Ken Ham’s Definition of Religion

Wikipedia’s article on Religion offers many definitions. Here are a few:

A religion is an organized collection of beliefs, cultural systems, and world views that relate humanity to an order of existence. Many religions have narratives, symbols, and sacred histories that aim to explain the meaning of life, the origin of life, or the Universe. From their beliefs about the cosmos and human nature, people may derive morality, ethics, religious laws, or a preferred lifestyle.

Many religions may have organized behaviors, clergy, a definition of what constitutes adherence or membership, holy places, and scriptures. The practice of a religion may include rituals, sermons, commemoration or veneration (of a deity, gods, or goddesses), sacrifices, festivals, feasts, trances, initiations, funerary services, matrimonial services, meditation, prayer, music, art, dance, public service, or other aspects of human culture.

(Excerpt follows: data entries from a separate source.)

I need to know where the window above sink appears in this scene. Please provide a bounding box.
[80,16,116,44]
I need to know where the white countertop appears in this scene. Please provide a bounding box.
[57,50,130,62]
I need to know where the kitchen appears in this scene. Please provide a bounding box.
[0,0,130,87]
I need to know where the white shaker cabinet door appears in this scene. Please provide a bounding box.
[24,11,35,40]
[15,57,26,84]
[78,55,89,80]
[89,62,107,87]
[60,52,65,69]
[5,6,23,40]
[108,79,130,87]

Religions may also contain mythology.

[…]

There are numerous definitions of religion and only a few are stated here. The typical dictionary definition of religion refers to a “belief in, or the worship of, a god or gods” or the “service and worship of God or the supernatural”. However, writers and scholars have expanded upon the “belief in god” definitions as insufficient to capture the diversity of religious thought and experience.

It’s a fuzzy concept, but not without meaning. Okay, here’s the big question: Is science a religion? Most people would immediately say “no,” but that’s not the opinion of Ken Ham (ol’ Hambo), the Australian entrepreneur who has become the ayatollah of Appalachia. He’s famed for his creationist ministry, Answers in Genesis (AIG), and for the mind-boggling Creation Museum.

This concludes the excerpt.